The Trump administration has, once again, been blocked from slashing federal funding for sanctuary jurisdictions in a newly extended order, with a federal judge now prohibiting the government from punishing more than 30 additional cities and counties across the country after issuing a similar block earlier this year.

U.S. District Judge William Orrick handed down an updated preliminary injunction late Friday in the Northern District of California after protecting 16 cities and counties from funding cuts in April, as previously reported by Law&Crime.

This time, Orrick delivered relief to 34 more jurisdictions across the U.S. — including Baltimore, Chicago and Los Angeles — after adding a group of new plaintiffs on Aug. 5 to the ongoing lawsuit against President Donald Trump and his administration that spurred the original injunction.
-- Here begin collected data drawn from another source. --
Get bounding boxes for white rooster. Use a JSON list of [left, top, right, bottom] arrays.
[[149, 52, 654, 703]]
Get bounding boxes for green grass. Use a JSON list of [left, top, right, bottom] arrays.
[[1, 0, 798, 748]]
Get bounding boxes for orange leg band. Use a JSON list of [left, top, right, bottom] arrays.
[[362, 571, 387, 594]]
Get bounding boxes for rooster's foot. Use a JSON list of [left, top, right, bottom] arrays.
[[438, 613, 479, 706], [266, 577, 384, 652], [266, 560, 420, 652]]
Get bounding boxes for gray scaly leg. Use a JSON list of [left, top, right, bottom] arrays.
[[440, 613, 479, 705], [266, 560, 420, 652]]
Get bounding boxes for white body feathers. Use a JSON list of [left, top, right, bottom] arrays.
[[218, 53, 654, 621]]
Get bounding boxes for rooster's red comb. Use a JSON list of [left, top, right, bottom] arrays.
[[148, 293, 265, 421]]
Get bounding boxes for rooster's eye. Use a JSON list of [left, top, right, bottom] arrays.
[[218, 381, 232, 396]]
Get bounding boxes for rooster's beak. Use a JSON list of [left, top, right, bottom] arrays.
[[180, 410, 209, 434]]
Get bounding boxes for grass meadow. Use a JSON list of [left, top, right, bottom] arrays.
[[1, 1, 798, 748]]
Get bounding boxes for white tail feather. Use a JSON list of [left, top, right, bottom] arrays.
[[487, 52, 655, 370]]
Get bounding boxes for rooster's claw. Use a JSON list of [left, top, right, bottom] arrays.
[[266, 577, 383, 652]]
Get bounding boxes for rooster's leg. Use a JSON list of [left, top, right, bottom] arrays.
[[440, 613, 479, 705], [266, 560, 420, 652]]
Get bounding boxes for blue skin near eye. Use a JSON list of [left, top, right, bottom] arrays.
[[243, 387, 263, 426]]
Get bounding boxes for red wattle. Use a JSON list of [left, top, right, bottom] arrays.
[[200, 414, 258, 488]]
Orrick”s Friday order “mirrors the first” to protect the newly added cities and counties, the judge said.

“The new plaintiffs have each alleged similar reliance on federal funding as the cities and counties and filed declarations showing similar harms to community health, welfare and social services and to their budgetary processes that depend on the regularly authorized grants of federal funding for a variety of critical needs,” Orrick explained. “Defendants offer no opposition to entry of the expanded preliminary injunction except to say that the order granting the preliminary injunction and further order were wrongly decided in the first place and no plaintiff is entitled to the relief sought.”
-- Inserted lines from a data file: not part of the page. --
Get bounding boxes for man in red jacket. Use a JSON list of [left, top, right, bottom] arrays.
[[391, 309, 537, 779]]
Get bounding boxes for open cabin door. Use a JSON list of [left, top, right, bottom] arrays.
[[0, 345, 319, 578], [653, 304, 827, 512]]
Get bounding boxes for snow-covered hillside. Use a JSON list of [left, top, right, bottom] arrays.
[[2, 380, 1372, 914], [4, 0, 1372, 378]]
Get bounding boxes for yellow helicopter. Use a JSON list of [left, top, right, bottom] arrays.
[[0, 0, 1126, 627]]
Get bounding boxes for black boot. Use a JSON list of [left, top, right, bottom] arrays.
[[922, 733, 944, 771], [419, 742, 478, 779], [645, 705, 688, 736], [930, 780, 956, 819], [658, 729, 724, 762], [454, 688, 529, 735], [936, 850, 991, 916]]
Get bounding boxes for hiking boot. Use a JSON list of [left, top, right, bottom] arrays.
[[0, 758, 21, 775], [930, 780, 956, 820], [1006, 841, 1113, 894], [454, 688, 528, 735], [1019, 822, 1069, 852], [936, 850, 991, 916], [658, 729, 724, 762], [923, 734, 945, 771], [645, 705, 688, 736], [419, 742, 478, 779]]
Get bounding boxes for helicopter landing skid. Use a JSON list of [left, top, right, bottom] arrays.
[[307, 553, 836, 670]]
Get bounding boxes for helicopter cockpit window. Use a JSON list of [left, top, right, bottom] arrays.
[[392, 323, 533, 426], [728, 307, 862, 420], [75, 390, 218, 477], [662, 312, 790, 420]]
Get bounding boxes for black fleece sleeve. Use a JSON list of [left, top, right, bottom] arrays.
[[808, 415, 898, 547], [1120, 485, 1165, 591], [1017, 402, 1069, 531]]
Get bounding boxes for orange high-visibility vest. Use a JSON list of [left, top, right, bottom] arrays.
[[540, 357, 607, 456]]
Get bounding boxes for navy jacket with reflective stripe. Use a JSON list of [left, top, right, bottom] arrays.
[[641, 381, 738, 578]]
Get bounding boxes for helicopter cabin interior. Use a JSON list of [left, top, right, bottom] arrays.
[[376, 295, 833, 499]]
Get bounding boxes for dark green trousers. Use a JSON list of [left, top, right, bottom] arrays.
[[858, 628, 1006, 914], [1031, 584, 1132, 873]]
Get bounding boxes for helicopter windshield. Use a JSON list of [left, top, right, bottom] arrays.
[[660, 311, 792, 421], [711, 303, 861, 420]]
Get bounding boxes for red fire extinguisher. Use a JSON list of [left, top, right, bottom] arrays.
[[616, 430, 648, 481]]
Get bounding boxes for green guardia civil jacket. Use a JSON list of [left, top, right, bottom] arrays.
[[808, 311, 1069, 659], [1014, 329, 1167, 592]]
Orrick, a Barack Obama appointee, condemned the Trump administration for enacting executive orders and related agency directives that were “unconstitutional violations of the separation of powers and spending clause doctrines.” He echoed his previous order and said the attempts to cut funding violate the Fifth Amendment, the Tenth Amendment, and the Administrative Procedure Act (APA).

“The challenged sections of executive orders … and the executive actions that have parroted them threaten to withhold all federal funding from the plaintiffs as sanctuary jurisdictions if they do not adapt their policies and practices to conform with the Trump administration’s preferences,” Orrick pointed out. “That coercive threat (and any actions agencies take to realize that threat, or additional executive orders the President issues to the same end) is unconstitutional, so I enjoined its effect. I do so again today for the protection of the new parties in this case.”
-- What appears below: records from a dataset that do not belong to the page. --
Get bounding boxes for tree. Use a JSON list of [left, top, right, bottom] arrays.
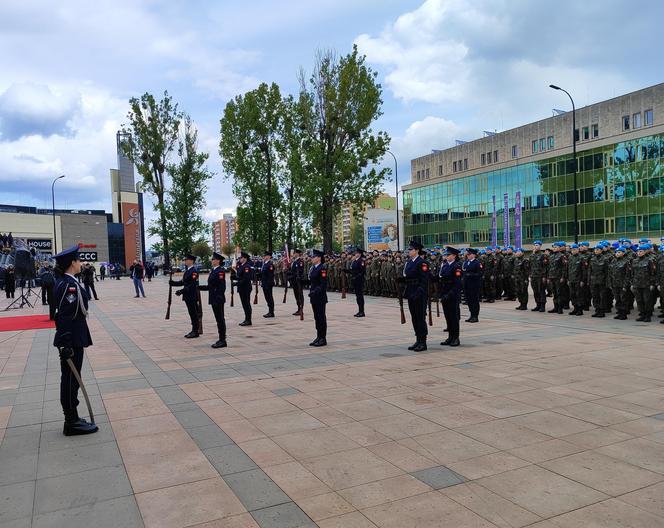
[[219, 82, 284, 251], [165, 115, 213, 259], [121, 91, 182, 269], [221, 243, 234, 258], [297, 46, 390, 253], [191, 240, 211, 259]]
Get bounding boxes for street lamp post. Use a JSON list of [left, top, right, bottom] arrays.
[[51, 175, 65, 254], [386, 150, 400, 251], [549, 84, 578, 244]]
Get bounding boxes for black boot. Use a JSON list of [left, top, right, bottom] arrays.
[[211, 339, 227, 348], [309, 338, 320, 346], [530, 305, 540, 311], [184, 331, 199, 338], [538, 304, 546, 312], [238, 320, 252, 326], [63, 413, 98, 436], [413, 338, 427, 352], [354, 312, 365, 317], [448, 338, 460, 347], [407, 341, 419, 350], [440, 338, 451, 345], [263, 312, 275, 318], [313, 338, 327, 347]]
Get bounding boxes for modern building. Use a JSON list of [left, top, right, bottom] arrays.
[[403, 83, 664, 247], [334, 193, 397, 249], [212, 213, 237, 254]]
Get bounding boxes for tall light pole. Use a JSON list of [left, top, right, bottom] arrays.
[[51, 175, 65, 254], [386, 150, 400, 251], [549, 84, 578, 244]]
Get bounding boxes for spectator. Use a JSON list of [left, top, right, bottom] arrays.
[[4, 265, 15, 298], [129, 259, 146, 298], [100, 263, 106, 280]]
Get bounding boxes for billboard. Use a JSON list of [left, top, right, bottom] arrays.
[[364, 208, 402, 252], [122, 202, 142, 268]]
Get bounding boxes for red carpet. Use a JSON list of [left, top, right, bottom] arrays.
[[0, 315, 55, 332]]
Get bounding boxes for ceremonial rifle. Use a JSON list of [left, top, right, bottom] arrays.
[[341, 266, 347, 299], [196, 275, 203, 335], [396, 277, 406, 325], [297, 275, 304, 321], [282, 276, 288, 303], [165, 269, 174, 320], [435, 282, 440, 318], [428, 289, 433, 326], [253, 267, 259, 304]]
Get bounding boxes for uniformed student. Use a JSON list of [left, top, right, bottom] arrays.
[[348, 247, 366, 317], [169, 253, 201, 338], [462, 248, 482, 322], [439, 246, 462, 346], [53, 246, 98, 436], [307, 249, 328, 346], [235, 251, 254, 326], [289, 248, 305, 316], [261, 251, 275, 318], [399, 240, 429, 351], [198, 252, 227, 348]]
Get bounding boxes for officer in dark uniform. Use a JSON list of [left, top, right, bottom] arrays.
[[198, 252, 227, 348], [169, 253, 201, 338], [439, 246, 462, 347], [235, 251, 254, 326], [462, 248, 482, 323], [399, 240, 429, 351], [348, 247, 366, 317], [53, 246, 98, 436], [307, 249, 328, 346], [260, 251, 275, 318], [289, 248, 305, 316]]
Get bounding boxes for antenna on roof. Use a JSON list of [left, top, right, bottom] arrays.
[[483, 131, 496, 137], [552, 108, 566, 116], [431, 149, 442, 153], [455, 140, 467, 146]]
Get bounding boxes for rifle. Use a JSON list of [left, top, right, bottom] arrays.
[[428, 290, 433, 326], [282, 275, 288, 303], [230, 273, 235, 307], [297, 276, 304, 321], [253, 271, 259, 304], [435, 282, 440, 318], [341, 267, 347, 299], [165, 269, 174, 320], [196, 280, 203, 335], [397, 281, 406, 324]]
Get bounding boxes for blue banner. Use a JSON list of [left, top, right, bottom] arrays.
[[491, 195, 497, 247], [503, 193, 510, 247], [514, 191, 522, 248]]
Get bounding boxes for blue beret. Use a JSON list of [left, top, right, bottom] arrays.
[[533, 240, 542, 245], [639, 244, 652, 250], [631, 244, 639, 251], [615, 246, 625, 253], [639, 238, 649, 243], [570, 243, 579, 249], [580, 241, 590, 247], [593, 245, 603, 250], [611, 242, 620, 249]]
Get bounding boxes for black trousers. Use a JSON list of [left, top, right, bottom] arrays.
[[60, 347, 84, 422], [290, 279, 304, 311], [239, 289, 252, 322], [263, 286, 274, 313], [41, 287, 48, 304], [84, 282, 98, 300], [46, 286, 56, 319], [211, 303, 226, 340], [442, 298, 459, 340], [354, 279, 365, 312], [464, 283, 480, 317], [312, 301, 327, 339], [185, 299, 198, 332], [407, 296, 427, 339], [531, 276, 546, 306]]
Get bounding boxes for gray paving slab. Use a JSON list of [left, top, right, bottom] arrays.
[[251, 502, 317, 528], [7, 408, 43, 428], [0, 431, 40, 457], [14, 390, 44, 405], [165, 369, 198, 383], [187, 424, 235, 450], [651, 412, 664, 421], [173, 408, 216, 428], [204, 444, 258, 475], [0, 453, 38, 486], [411, 465, 467, 489], [271, 387, 301, 397], [0, 481, 35, 524], [154, 386, 192, 405], [34, 465, 133, 515], [32, 495, 144, 528], [39, 424, 117, 452], [167, 402, 200, 412], [97, 378, 151, 395], [223, 468, 291, 512], [143, 370, 176, 387], [37, 441, 123, 479]]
In February, the plaintiffs sued President Trump and others over two executive orders — “Protecting the American People Against Invasion” and “Ending Taxpayer Subsidization of Open Borders” — issued in January and February, which asked administrative agencies to look for ways to cut off all federal funding for jurisdictions challenging the administration’s anti-immigrant policies.

After the lawsuit was initially filed, the plaintiffs sought a preliminary injunction – which they won. The plaintiffs later pushed for a clarifying order after the 45th and 47th president issued an additional executive order aimed at sanctuary jurisdictions in April – which they also won. Along the way, the court also issued a so-called “further order” explaining why the plaintiffs are likely to succeed and granted several judicial notice requests which brought several policy memos issued by agency heads into the litigation.

Orrick was asked in early August to allow the additional 34 jurisdictions into the lawsuit and to secure the protections of the injunctive relief already issued.

“I issued the [original] preliminary injunction to prevent the defendants from taking actions with respect to federal funding for so-called sanctuary jurisdictions that fall outside of the bounds of the Constitution, particularly because of their overly coercive effect,” Orrick said Friday. “It bars the defendants (and their officers, agents, servants, employees, and attorneys, and any other persons in active concert or participation with them) from, in relevant part, taking any action to withhold, freeze, or condition federal funds from the cities and counties.

The Trump administration has appealed his original order.

“The government — at all levels — has the duty to protect American citizens from harm,” White House spokesperson Abigail Jackson told the Los Angeles Times after Orrick’s ruling was handed down Friday. “Sanctuary cities interfere with federal immigration enforcement at the expense and safety and security of American citizens,” Jackson said. “We look forward to ultimate vindication on the issue.”